Perhaps at no time in the past several decades have local elections come at time of turmoil. A weak tourism economy, budget shortfalls, a fractured community, the TRPA Regional Plan Update all put the city at a tipping point. Judging from the comments I have seen so far, I am not sure some of those running have a clear understanding of the economic revenue and employment challenges facing the local community. It is important that those running provide voters with specific solutions. Hopefully those running will have thought deep and hard about what policies they support. If they haven’t, you will know.
If you get a chance, take a look at Author Victor Davis Hanson’s recent essay “Two Californias” in which I think he frames up the current state of affairs in California perfectly. A sample: “What is happening to a state that has the highest sales and income taxes, the most lavish entitlements, the near-worst public schools (based on federal test scores), and the largest number of illegal aliens in the nation, along with an overregulated private sector, a stagnant and shrinking manufacturing base, and an elite environmental ethos that restricts commerce and productivity without curbing consumption?” It’s a great read.

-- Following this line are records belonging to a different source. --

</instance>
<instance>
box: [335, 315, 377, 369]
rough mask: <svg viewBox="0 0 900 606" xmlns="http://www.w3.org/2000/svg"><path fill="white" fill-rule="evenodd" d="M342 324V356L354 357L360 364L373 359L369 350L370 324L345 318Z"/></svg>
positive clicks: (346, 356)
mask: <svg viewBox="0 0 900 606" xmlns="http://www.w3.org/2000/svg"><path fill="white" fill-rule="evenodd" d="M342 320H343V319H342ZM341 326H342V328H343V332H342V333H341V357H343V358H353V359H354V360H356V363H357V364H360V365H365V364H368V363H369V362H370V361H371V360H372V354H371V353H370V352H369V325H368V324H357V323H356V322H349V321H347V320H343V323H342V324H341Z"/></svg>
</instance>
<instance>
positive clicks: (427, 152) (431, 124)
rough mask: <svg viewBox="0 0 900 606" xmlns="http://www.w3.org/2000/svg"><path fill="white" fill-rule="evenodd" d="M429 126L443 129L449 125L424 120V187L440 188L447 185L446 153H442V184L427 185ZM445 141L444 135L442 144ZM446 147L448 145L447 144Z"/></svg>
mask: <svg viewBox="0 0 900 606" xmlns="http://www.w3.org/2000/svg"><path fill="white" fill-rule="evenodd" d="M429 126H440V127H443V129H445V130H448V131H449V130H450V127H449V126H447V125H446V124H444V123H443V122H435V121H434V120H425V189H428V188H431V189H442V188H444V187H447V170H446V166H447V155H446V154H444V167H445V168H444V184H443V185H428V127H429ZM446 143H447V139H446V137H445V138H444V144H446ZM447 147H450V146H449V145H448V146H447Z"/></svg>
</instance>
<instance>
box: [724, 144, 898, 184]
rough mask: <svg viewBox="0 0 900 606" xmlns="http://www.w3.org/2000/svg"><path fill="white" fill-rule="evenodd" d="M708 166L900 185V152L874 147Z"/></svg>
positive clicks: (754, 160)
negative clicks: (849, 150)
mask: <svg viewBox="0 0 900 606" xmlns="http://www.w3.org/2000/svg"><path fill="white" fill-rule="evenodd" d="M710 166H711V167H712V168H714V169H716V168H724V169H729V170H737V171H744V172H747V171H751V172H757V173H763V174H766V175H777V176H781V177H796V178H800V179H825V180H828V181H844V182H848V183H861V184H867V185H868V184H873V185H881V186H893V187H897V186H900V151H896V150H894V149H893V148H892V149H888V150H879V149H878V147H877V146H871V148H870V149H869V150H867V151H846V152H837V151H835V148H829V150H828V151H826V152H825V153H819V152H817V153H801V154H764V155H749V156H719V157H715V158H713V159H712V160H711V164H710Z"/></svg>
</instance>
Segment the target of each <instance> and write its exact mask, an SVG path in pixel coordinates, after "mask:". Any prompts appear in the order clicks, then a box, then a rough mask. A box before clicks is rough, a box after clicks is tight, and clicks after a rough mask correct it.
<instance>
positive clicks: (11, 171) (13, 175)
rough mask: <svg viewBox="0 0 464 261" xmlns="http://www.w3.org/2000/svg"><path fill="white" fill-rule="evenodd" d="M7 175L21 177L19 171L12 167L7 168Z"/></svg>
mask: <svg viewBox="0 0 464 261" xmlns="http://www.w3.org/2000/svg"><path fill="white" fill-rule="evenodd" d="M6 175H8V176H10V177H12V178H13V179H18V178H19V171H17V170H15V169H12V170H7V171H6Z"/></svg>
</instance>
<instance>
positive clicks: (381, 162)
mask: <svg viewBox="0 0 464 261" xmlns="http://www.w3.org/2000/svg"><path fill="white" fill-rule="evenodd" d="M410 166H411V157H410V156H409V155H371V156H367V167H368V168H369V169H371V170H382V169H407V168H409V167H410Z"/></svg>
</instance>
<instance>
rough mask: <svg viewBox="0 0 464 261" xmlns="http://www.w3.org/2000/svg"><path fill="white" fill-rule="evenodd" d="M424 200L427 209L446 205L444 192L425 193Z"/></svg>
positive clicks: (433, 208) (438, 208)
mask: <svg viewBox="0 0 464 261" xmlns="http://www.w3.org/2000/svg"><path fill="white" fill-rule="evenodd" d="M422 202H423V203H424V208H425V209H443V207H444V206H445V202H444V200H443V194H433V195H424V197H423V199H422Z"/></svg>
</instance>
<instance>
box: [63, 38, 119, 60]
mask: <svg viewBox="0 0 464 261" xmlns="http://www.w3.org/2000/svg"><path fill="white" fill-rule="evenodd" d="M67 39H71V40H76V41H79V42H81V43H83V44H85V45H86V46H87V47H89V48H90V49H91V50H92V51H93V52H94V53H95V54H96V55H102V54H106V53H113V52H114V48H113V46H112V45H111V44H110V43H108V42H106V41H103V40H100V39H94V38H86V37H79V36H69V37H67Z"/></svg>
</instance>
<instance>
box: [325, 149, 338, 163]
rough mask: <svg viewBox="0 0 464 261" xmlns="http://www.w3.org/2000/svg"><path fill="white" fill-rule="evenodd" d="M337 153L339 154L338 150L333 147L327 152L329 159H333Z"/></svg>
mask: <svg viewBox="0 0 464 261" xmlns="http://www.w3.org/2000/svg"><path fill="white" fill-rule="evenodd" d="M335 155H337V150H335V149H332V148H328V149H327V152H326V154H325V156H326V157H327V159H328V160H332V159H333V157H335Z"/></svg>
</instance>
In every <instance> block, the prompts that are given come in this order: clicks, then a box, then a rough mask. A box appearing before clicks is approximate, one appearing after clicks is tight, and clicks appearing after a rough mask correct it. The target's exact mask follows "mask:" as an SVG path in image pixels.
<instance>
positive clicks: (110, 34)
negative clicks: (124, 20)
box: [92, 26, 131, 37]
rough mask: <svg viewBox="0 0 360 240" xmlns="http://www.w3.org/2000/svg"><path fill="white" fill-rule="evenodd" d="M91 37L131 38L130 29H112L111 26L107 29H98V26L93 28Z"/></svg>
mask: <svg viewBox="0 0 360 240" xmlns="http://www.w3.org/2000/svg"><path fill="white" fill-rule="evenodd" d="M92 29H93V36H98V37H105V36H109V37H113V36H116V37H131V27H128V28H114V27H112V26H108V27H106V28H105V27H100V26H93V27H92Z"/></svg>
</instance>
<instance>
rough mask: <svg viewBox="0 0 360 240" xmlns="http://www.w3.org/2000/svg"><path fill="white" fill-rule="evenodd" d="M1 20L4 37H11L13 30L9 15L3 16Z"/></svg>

I spoke to soon. Last month in this column I mentioned that the California Legislature would consider updating to the outmoded California Environmental Quality Act, but it didn’t get done. As I mentioned last month, CEQA was enacted more than 40 years ago had good intentions but, since then, it has been misused by development, environmentalists and unions alike. One place to look for modernization is Oregon, which places a much greater emphasis on strong planning up front, reducing the need for lawsuits. Despite legislature inaction, CEQA needs modernizing.
If you have not yet done so, check out the new bypass on the way to Reno. Driving from the onramp at the Reno Tahoe International Airport to Stateline took an hour the other night with no speeding. At least I think there was no speeding involved.
For fans of Neil Young, who played here with his band Crazy Horse this past summer, don’t miss his new biography “Waging Heavy Peace.” Already the first couple of chapters have been great offering insights to a very private singer/songwriter/ entrepreneur. Dig in.
Thanks to all of you who sent me condolences about my mother passing. Your thoughts of support were very much appreciated.